Even without these illustrious reference points, it would be Coco's curse - and the curse of all recent Pixar films - to be set against Inside Out, the company's great comeback-masterstroke of 2015, and an animation so intrinsically original it left one only thinking of itself. Here, the directors Lee Unkrich and Adrian Molina adhere to the same kind of quest narrative that has powered 90% of recent kids' animations, hotfooting from one admittedly lively, detailed location to the next: a bridge covered in iridescent petals that connects the Land of the Dead to the wider world, a workshop for skeletal bohemians, presided over by a Frida Kahlo-styled performance artist, another animated talent show, during which Miguel finds his voice. The film's own artistry is never in doubt. With her fine wrinkles and slumped posture, Mama Coco makes a super-annuated sister to Up's Carl Fredricksen; Miguel's own skin grows more translucent the further he ventures into the underworld, mirroring the photo Marty McFly clutches in Back to the Future; while the screen around him swirls with so-called spirit animals, vivid hybrids with glowing flecks in their fur.

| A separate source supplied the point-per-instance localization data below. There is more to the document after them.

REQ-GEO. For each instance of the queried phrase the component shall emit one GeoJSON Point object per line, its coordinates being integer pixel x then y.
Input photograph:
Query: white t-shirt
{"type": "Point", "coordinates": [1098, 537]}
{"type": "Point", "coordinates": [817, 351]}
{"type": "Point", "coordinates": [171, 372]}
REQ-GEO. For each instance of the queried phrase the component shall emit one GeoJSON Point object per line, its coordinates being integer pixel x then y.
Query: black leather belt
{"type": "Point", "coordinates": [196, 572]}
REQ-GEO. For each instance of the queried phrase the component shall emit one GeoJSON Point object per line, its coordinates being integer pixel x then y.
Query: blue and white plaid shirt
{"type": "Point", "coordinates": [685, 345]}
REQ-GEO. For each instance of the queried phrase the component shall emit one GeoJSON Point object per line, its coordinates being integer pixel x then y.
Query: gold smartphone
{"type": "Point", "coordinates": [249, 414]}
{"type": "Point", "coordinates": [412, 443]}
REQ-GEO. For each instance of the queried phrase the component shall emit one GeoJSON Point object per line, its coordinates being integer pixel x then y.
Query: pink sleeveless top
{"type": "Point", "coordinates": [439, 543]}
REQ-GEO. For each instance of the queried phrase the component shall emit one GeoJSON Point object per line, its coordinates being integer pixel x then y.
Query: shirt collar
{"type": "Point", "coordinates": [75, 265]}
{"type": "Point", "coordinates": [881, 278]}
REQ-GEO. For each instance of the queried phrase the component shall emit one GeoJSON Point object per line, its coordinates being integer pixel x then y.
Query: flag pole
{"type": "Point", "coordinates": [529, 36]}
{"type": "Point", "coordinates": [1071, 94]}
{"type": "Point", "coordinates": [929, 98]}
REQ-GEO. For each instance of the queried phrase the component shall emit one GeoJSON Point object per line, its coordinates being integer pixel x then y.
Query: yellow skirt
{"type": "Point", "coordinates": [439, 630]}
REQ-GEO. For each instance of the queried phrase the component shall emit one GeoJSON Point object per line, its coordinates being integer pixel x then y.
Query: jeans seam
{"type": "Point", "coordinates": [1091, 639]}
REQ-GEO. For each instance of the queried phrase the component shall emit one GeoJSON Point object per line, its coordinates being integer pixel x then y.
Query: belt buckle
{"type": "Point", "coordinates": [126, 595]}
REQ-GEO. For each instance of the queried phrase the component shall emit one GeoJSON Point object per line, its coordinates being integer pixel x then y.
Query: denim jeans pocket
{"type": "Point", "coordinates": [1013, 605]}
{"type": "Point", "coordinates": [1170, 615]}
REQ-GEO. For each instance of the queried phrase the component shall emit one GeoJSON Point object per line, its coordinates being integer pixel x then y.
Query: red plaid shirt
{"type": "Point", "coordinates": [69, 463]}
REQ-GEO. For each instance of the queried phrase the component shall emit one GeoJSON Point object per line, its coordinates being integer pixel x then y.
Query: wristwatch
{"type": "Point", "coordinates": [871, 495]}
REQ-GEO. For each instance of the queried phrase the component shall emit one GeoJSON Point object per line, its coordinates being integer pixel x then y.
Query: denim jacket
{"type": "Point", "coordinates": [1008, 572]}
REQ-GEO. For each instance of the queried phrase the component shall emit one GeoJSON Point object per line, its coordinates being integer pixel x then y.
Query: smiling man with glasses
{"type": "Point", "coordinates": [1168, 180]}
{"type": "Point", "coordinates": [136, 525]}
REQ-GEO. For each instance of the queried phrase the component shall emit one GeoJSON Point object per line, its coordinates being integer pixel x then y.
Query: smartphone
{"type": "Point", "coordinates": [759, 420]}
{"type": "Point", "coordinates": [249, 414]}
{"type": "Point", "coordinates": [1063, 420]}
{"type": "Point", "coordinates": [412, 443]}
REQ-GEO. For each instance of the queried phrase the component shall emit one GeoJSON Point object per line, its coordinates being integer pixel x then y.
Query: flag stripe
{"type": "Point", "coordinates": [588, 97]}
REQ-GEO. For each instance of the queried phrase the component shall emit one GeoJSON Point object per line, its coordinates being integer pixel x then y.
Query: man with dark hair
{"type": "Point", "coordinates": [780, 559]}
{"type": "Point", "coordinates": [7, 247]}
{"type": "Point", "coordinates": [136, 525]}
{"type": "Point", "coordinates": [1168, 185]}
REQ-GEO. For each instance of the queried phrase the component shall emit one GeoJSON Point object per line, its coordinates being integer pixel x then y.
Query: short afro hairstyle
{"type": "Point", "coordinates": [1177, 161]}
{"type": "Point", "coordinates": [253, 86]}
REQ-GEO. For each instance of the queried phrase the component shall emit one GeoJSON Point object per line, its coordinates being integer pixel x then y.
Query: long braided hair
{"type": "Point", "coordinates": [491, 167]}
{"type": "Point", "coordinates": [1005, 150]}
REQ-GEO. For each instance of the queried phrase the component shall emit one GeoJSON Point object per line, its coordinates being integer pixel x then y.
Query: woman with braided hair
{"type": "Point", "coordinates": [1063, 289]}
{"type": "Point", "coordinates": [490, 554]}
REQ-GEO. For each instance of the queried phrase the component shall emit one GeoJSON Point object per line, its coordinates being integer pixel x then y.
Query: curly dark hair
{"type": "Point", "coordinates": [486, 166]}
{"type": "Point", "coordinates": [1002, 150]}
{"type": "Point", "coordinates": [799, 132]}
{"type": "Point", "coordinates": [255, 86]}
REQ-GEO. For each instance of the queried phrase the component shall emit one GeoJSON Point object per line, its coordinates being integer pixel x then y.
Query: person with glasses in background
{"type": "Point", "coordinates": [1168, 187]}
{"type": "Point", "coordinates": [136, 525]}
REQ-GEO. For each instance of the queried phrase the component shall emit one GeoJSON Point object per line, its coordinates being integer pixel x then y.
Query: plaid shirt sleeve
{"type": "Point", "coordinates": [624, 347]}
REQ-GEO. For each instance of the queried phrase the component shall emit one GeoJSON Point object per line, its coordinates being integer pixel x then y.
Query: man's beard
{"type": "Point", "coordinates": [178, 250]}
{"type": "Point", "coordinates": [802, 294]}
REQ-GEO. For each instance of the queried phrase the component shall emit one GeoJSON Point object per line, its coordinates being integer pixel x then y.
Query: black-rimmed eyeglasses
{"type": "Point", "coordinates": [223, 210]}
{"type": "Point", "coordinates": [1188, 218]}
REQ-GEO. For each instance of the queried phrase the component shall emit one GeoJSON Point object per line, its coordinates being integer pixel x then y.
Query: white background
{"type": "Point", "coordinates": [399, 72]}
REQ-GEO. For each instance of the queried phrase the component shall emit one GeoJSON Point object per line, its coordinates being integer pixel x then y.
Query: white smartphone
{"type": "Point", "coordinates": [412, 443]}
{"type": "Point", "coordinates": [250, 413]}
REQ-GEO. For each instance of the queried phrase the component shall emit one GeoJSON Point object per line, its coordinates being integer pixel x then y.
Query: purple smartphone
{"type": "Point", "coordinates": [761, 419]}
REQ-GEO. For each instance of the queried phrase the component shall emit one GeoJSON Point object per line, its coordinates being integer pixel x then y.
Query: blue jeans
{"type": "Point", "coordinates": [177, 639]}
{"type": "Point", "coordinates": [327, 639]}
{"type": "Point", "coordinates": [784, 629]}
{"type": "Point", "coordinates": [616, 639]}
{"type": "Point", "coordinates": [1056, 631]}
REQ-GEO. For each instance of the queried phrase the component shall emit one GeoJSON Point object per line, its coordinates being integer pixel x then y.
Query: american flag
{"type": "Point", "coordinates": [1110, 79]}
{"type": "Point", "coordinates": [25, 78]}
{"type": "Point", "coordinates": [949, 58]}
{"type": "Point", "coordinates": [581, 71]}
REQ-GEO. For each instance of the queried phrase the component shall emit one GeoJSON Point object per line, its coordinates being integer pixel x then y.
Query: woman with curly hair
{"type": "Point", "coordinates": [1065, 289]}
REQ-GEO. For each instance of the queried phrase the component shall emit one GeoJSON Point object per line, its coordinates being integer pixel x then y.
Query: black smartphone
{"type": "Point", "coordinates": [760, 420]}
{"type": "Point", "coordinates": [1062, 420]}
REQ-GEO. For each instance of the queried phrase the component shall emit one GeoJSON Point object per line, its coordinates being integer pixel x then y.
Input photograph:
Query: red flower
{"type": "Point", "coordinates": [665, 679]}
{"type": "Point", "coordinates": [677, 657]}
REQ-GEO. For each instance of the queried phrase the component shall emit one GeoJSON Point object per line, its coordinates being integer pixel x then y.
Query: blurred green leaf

Yet for at least two-thirds of Coco's running time, the plotting underpinning these flourishes feels merely functional, rather than especially inspired: Miguel is here, then there, and then has to follow the right instructions to get back here in one piece. There is, granted, something appreciably meta in the way Unkrich and Molina eventually write appropriation into their own narrative: a song first written as a sincere forget-me-not but seized upon as a gaudy showstopper has to be reclaimed for good in a finale guaranteed to wrench a tear or two from the sentient viewer. If Coco isn't likely to hold up as primo Pixar - that it's a dead-cert for this year's animation Oscar can surely be attributed to a lack of obvious competition in the field over the past twelve months - it does stand as an example of a company reaching into other cultures for more resonant reasons than expanding its audience share, and these final reels have a certain tried-and-tested quality about them that older viewers will likely find reassuring. As the characters in Inside Out would understand, sometimes a film pushes the right buttons in the correct order, and an emotion of sorts is produced. 

Coco opens in cinemas nationwide from Friday.